А Пэдиком Пэдика впервые несколько лет назвал Эакулевич. Почти пятидесятилетнему руководителю, чьи ровесники и соученики либо, подобно давним членам Симонова кружка, томились в психушках, в лагерях, в неуютной парижской эмиграции, либо, подобно Целищеву (из шестой главы, автору песни про дальние края, под которую...) и Владимирскому (о коем речь впереди) нагуливали капиталы в отечественных журналах и издательствах, приходилось вербовать паству преимущественно из восемнадцатилетних, потом, когда и те подрастали и уходили в мир, -- из следующих восемнадцатилетних. Сам Пэдик, задержавшийся в развитии как раз на этом, может быть -- даже на чуть невиннее, возрасте, встречал при контакте с неофитами все больше и больше сложностей: хотим мы или не хотим, а каждое новое поколение капельку да умнее предыдущего, -- и сложности эти пытался преодолеть несколько заискивающей фамильярностью, вплоть до панибратства. Но иной раз, когда кто-нибудь из новых панибратьев публично и уж слишком развязно похлопывал его по плечу да еще при этом говорил что-нибудь особенно для мэтра обидное, Пэдик краснел, взрывался и исходил криком: кому Паша, а кому -- Павел Эдмундович! Во время одного из таких взрывов Эакулевич -- с совершенно невинным лицом -- и предложил компромиссный вариант: звать мэтра -- из уважения к сединам -- по имени-отчеству, но, чтобы не нарушался дух равенства, на американский, самый демократический манер: П. Эд. И суффикс =ик -- для домашности.
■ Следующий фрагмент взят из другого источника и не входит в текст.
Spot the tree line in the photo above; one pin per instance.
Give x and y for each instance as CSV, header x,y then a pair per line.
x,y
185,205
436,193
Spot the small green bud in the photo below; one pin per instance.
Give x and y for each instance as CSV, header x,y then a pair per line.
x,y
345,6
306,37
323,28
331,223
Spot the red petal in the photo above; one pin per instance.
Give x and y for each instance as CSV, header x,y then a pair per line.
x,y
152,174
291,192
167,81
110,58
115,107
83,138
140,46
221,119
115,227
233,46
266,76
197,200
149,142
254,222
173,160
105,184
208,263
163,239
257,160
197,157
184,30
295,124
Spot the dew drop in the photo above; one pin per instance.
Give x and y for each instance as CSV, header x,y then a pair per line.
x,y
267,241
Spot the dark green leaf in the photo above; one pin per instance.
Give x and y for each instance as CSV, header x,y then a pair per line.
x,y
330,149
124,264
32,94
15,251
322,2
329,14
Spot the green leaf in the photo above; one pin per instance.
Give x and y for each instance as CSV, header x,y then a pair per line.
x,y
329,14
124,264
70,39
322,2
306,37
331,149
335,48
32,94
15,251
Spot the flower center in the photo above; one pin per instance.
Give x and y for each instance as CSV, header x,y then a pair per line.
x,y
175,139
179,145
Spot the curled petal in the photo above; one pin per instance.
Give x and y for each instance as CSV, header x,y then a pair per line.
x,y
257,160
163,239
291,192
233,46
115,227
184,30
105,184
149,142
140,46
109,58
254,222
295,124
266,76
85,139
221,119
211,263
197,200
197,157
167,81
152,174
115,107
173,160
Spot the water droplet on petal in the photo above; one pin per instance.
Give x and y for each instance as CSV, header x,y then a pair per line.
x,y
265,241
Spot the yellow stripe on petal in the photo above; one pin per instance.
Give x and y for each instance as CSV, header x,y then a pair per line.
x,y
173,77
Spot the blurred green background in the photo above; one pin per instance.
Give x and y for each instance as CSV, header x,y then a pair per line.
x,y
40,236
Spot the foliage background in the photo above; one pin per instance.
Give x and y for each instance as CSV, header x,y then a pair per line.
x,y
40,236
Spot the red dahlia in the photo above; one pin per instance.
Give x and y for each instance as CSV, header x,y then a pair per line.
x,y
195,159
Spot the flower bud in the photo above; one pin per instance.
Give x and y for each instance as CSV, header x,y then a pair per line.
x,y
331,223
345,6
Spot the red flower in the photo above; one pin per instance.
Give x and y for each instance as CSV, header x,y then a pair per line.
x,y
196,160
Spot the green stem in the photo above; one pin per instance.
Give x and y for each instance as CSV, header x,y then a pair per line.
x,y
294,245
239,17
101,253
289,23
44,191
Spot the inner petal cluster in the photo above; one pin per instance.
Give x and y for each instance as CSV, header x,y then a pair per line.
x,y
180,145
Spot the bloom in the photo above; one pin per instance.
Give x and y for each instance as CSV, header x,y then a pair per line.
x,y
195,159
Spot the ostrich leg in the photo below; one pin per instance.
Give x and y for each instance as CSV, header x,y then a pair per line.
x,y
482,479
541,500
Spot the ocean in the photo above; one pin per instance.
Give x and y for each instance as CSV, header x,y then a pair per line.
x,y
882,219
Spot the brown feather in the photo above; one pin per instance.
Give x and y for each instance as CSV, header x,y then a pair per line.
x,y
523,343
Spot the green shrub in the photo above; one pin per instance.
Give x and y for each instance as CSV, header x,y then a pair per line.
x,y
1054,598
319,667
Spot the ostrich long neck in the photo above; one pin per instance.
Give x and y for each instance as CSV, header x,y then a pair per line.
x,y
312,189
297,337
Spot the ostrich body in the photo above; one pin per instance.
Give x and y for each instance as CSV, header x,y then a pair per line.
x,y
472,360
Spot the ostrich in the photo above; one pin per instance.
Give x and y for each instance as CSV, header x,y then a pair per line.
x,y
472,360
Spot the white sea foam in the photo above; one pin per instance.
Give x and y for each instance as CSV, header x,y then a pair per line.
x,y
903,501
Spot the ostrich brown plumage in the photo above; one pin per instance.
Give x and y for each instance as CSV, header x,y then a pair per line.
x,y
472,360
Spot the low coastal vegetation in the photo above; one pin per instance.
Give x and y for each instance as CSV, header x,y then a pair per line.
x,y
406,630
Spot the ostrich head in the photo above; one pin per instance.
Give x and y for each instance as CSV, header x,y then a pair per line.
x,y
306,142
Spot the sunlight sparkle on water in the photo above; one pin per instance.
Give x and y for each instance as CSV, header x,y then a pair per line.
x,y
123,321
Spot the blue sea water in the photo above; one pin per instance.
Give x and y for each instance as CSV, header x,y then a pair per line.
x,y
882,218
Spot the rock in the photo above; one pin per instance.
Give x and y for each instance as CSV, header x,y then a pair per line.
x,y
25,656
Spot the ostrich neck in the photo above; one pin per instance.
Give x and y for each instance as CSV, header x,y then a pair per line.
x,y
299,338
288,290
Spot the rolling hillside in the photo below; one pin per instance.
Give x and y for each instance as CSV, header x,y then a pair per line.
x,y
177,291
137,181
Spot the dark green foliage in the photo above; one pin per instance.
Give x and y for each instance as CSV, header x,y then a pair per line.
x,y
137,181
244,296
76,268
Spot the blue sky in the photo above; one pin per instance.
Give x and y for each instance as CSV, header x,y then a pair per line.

Обиделся тогда Пэдик сильно: надул губки, чуть не заплакал, покраснел, очки с внутренней стороны запотели, -- но, будучи по природе человеком добрым и отходчивым, в конце концов успокоился, а прозвище неожиданно оказалось более чем клейким и стойким, -- настолько, что со временем как-то само собою легализовалось. И хотя не было в этом крупном, сменившем пятерых жен и до сих пор пребывающем вполне в форме мужчине ни намека на склонность к гомосексуализму, прозвище никому из не посвященных в его генезис почему-то не казалось ни странным, ни неподходящим.
Вербовка, впрочем, оказалась непродуктивною: испуганные допросами по поводу диссидента, ЛИТОвцы ходить на ЛИТО перестали; новых же Пэдику так и не удалось набрать, и дело тут заключалось, кажется, не столько в испорченной репутации мэтра, сколько в отсутствии этих новых в принципе, ибо юных напыщенных концептуалистов, которые пришли на смену вчерашним поэтам и прозаикам, Пэдик за литераторов не признавал.
Вот и получалось, что, сколь бы ни комичным было ЛИТО поры написания Арсениевой книги, о нем оставалось вспоминать как о чем-то светлом и ностальгическом.